Originally Posted by JeffM
I don't think so. We are dealing with a mean of means from samples of size 1 through (n - 1).

I can prove it, but I would just as soon not encumber my text with a proof that is well known to statisticians. I'd like to be able to say "According to the X Theorem ...." rather than spend a page on a proof.
this is what appendices are for

I'm not entirely sure what you are doing. But if you repeat what I wrote for $N=1, \text{ population size}$

And then take all those resulting means and average them you will just be taking the average of a constant stream of the value $\mu$ which clearly has an average value of $\mu$

What am I missing?

5. ## Re: Name of Theorem

What you are missing is that not all samples will have a mean equal to the population mean.

Population: 1, 3, 4, 5, 12. Mean is 5. If I do samples of 3 without replacement, I can have sample means ranging from a low (8 / 3) through a high of (21 / 3).

So it is not a constant stream of 5. With a population size of 5 and a sample size of 3, there are 10 possible distinct samples, and quite a few have means differing from 5.

It is not a difficult proof that the expected value of the mean of a sample without replacement (regardless of sample size) equals the population mean, but I already have numerous appendices. If this is a standard, well known theorem, as I believe is true, it would certainly make sense simply to reference it by name.

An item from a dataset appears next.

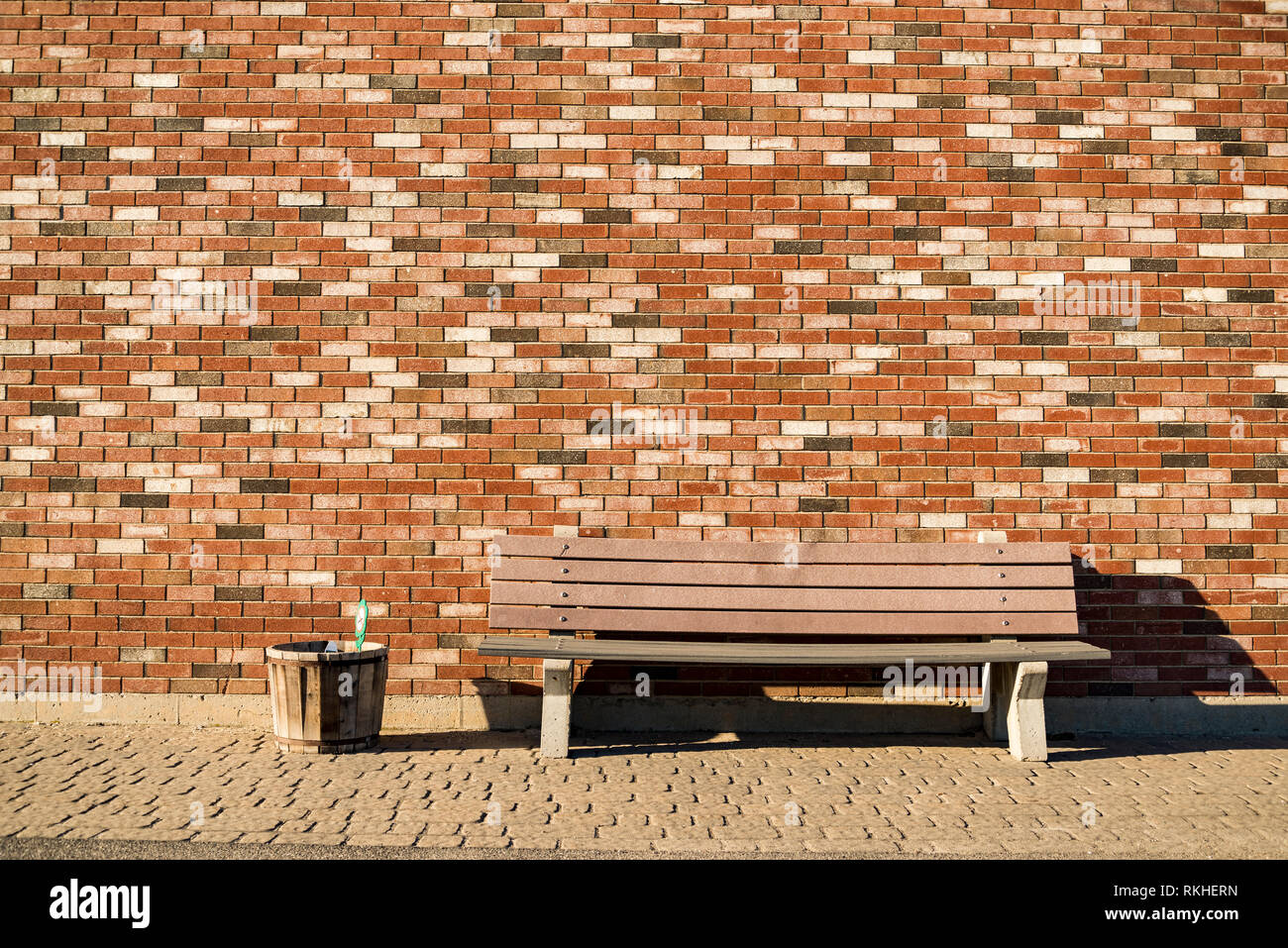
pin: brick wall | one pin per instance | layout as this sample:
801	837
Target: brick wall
910	272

But thank you for responding.

6. ## Re: Name of Theorem

none of the groups of samples are likely to have the same mean as the population mean

nevertheless the expected value of the mean of any group of samples will be the population mean for the reason I showed.

7. ## Re: Name of Theorem

Hey JeffM?

It seems that what you are describing is a conditional expectation.

Just note though that you will have to conditional expectation with respect to choices of subsets. If you evaluate the conditional expectation across all subsets then you should get the normal value of the population mean.

If you don't do that though then you will need a specific filtration [the term used in graduate probability] and your conditional expectation will be based on that.